Nein, nein, insgeheim schüttelte sie den Kopf. Ein Lächeln erschien auf ihrem Gesicht, unbewusst zwar, aber gerade deswegen einfach unwiderstehlich. Rhode schaute sie bewundernd an, und seine Blicke glitten ungewollt weiter an ihrem Körper entlang.
„Wollen Sie jetzt ein Protokoll aufnehmen?“, fragte Hans Kurz etwas lauter und stieß den Beamten leicht an. Der erwachte aus seiner Verzückung, und eine leichte Röte schoss ihm in die Wangen.
„Ja, natürlich“, beeilte er sich zu versichern.
Sein Ton wurde geschäftsmäßig, während er jeden Gedanken an diese reizende Frau aus seinem Kopf verbannte.
Die Spurensicherung traf ein, und noch mehr Beamte wieselten herum, nahmen Fingerabdrücke, machten Fotos und vergrößerten das allgemeine Chaos noch mehr.
Etwa eine Stunde später war dann alles vorbei, die Polizei zog ab, und zurück blieb nur Nicholas Rhode, der die ganze Zeit über nervige Fragen gestellt und eifrig in sein Notizbuch geschrieben hatte. Jetzt stand er neben Rita und betrachtete mit ihr zusammen das Durcheinander.
„Darf ich jetzt vielleicht endlich aufräumen?“, fragte sie noch immer schnippisch.
Er lächelte. „Das alles gehört Ihnen“, erklärte er ironisch und machte eine umfassende Bewegung mit der Hand. Rita stieß die Luft aus, dann griff sie energisch nach einer Mülltüte und drückte sie dem Kripobeamten in die Hand.
„Für dumme Sprüche bin in diesem Büro ich zuständig“, sagte sie sanft.

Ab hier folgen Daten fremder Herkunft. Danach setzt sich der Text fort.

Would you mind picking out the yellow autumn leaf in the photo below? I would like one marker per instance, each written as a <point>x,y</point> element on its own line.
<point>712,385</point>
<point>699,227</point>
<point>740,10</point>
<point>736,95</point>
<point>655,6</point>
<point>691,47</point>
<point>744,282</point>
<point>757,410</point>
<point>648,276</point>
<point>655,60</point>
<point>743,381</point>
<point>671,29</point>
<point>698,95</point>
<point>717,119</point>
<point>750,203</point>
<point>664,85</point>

Rhode schluckte, dann lachte er auf und schaute Rita treuherzig an. „Kann ich das irgendwie wieder gut machen?“ fragte er mit gespielter Zerknirschung. „Gehen Sie mit mir ins Kino?“ Wir schauen uns einen ordentlichen amerikanischen Krimi an, und Sie sagen mir, was ich alles falsch gemacht habe.“
Nun lachte auch Rita, während sie gleichzeitig überlegte. „Ich nehme an, Sie haben es nicht anders gelernt“, meinte sie dann versöhnlich aber spöttisch. „Wissen Sie was, ich nehme Sie beim Wort, holen Sie mich morgen Abend ab. Ich habe lange keinen guten Krimi mehr gesehen.“
Sie nahm ihm die Tüte wieder aus der Hand, und dabei berührte sie ihn unabsichtlich. Ein prickelndes Gefühl durchfuhr sie plötzlich und erzeugte für kurze Zeit eine Gänsehaut. Wie elektrisiert fuhr sie zurück und drehte sich betont rasch um.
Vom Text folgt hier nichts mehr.